Em entrevista ao Deadline, DiCaprio revelou os bastidores da decisão de interromper as filmagens para aguardar a agenda do colega, que estava terminando de rodar O Esquema Fenício, de Wes Anderson. “Nós realmente paramos a produção por três meses para esperar por ele, porque sabíamos que só existia um Sensei neste mundo, e esse era o Benicio, explicou DiCaprio.

A espera valeu a pena.
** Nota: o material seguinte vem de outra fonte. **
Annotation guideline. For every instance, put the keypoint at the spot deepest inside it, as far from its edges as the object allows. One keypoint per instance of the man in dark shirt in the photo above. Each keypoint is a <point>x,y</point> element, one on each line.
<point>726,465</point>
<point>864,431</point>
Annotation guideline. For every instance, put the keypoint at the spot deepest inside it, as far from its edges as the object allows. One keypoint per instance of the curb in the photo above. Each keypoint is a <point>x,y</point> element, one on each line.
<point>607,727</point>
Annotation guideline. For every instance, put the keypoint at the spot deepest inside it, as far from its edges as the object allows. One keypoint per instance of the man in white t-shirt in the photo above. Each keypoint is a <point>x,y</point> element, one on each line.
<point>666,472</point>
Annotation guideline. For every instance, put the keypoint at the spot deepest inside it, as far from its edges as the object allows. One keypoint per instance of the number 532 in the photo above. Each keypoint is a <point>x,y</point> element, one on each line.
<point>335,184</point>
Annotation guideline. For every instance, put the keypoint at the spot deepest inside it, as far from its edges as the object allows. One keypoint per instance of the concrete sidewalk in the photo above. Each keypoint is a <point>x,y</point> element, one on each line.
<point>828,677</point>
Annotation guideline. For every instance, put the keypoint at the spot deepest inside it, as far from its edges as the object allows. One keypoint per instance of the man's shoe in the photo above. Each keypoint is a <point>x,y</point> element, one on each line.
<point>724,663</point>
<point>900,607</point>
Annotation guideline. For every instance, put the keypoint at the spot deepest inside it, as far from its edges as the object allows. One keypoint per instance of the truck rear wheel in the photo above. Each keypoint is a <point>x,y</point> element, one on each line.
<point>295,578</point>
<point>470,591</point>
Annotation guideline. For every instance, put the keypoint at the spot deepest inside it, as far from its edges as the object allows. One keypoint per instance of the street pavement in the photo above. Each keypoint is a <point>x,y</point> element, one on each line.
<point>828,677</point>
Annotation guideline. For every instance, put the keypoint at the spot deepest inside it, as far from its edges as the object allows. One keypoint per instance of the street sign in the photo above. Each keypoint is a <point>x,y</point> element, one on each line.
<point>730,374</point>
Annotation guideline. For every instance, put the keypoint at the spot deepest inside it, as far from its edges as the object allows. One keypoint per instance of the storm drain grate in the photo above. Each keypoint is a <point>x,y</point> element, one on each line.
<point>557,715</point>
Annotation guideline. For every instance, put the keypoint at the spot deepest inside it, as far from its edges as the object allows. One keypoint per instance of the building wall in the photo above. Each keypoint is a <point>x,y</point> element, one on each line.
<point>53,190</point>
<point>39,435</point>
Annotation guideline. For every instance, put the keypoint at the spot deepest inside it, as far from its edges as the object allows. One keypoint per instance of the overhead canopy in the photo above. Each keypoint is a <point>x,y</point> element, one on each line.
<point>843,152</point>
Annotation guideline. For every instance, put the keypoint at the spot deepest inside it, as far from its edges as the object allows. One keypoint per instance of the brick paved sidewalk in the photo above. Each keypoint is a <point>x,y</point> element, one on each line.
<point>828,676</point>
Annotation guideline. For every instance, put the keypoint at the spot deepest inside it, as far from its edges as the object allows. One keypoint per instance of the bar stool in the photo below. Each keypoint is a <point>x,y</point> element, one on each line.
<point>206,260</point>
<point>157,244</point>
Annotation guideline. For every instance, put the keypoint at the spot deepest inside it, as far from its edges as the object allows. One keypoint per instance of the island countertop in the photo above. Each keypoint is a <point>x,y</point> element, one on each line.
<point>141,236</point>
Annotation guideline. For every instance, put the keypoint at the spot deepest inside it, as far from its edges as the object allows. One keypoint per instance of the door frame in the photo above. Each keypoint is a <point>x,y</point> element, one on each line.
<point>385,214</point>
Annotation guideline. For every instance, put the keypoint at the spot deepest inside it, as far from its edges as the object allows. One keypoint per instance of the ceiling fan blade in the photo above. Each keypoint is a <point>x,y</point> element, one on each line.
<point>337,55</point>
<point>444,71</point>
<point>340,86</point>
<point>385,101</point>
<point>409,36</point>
Segundo DiCaprio, Del Toro chegou ao set com uma “cacofonia de ideias incríveis” que alteraram fundamentalmente o roteiro e o arco de seu personagem, o misterioso “Sensei”.

Uma das mudanças mais drásticas envolveu uma sequência inteira. Originalmente, o roteiro previa que o personagem de DiCaprio cometeria um assassinato. Del Toro, no entanto, questionou a lógica da lealdade de seu personagem diante disso: “Bem, se esse cara mata alguém, qual é a minha lealdade a ele?”.

“Conversamos sobre isso por dias”, disse DiCaprio. “Você é um revolucionário, mas o quanto vai arriscar sua vida por esse cara?”. Esse questionamento levou a equipe a descartar a cena do crime e criar, em apenas uma semana, uma sequência totalmente nova envolvendo uma viagem de carro e um “centro de imigração Harriet Tubman” improvisado na casa do personagem.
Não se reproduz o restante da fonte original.